Macbeth thinks Cryo Hops® — and the silky-smooth finish they provide — are the next major evolution of IPA, and beyond. Sales of the cryo-hopped Stash Series – even in uncertain times – show it’s resonating with consumers.
The Stash family has helped make Hop Valley, a top-10 craft brewer in the Pacific Region, with Bubble Stash and Cryo Stash each a top-20 growth craft brand in the region, Nielsen data show. Since its introduction in May, Stash Panda — a 6.5% ABV, 50-IBU hazy IPA brewed with grapefruit peel, envisioned as a mild gateway IPA— has sold more than 20,000 cases, making it a top-10 new craft brand in Oregon, according to Nielsen. Overall production is up, despite the disruptions created by the pandemic, with Hop Valley on pace to well outproduce last year’s 91,000 barrels, Macbeth says.

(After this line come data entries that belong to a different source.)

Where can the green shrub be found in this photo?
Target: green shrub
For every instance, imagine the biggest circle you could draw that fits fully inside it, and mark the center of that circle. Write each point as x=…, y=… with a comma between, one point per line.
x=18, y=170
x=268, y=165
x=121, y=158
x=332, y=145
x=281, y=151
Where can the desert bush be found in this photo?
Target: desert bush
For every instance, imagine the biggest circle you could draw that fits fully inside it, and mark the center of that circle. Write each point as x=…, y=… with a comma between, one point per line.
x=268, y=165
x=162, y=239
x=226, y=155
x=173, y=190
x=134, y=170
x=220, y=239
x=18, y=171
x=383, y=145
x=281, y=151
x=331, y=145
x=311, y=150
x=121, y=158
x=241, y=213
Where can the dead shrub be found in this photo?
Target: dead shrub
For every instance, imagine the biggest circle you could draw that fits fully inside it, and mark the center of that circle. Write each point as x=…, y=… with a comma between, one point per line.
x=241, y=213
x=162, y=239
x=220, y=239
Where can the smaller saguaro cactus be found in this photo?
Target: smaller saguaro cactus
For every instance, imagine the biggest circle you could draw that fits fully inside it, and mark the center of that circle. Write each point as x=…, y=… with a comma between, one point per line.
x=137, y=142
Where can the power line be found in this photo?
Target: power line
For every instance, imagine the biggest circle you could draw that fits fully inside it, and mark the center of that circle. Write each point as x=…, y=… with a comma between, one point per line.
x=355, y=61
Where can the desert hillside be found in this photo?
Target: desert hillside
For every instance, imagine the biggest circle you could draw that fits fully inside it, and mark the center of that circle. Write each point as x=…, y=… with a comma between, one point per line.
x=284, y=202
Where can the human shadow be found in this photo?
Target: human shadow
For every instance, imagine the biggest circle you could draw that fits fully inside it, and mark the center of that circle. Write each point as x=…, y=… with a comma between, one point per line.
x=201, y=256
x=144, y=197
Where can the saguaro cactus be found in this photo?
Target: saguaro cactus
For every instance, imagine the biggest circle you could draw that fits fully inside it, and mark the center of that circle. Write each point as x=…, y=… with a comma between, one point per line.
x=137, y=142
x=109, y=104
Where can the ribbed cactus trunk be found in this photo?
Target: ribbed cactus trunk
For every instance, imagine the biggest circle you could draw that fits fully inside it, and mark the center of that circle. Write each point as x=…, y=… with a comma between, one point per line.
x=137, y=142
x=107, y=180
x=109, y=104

Off-premise focus pays off
Now the No. 2 craft brewer in Oregon, Hop Valley, which was founded in 2009, has put its primary sales focus on the off-premise, which positioned it well to weather the coronavirus pandemic, Macbeth says.
“We have definitely felt the impact of Covid,” he says, pointing to the near total evaporation of sales in the on-premise, including its two brewpubs, and in sports venues. “But we have been extremely well insulated and very well positioned in the grocery, club and C-store channels, and we have absolutely crushed it.”
With about 70 percent of its distribution headed to the off-premise, sales are up 9 points this year, in large part due to the popularity of the Stash Pack and Hop Valley’s IPA variety pack, Hop Mixer, he says.
As consumers turned towards large packs of trusted brands, Hop Valley leaned on its sales team to push its variety packs to grow already strong sales, Macbeth says.
The brewery is bullish on Hop Valley’s newly released summer variety pack, called the Patty-O Pack. It features Stash Panda Hazy IPA, which is poised to become one of the largest brands in the brewery’s portfolio.
The brewery is also keen on its new Red Can Light Lager, released this summer, as well as the introduction of the Stash series in 19.2-ounce cans. “We believe that this new single-serve will provide a tactical sampling weapon for the grocery and C-store channels as well as a unique ‘Stash 'n' Dash’ package for on-premise venues that serve takeout,” Macbeth says.
From Macbeth’s perspective, there’s a lot to boast about, and he’s not afraid to do it.
“We have a fantastic team between Hop Valley and Tenth and Blake that delivers incredible innovation, planning and marketing," he says. "If you have those things, and the relentless sales execution between our team and our distributor partners, you can make it happen in the world of beer right now."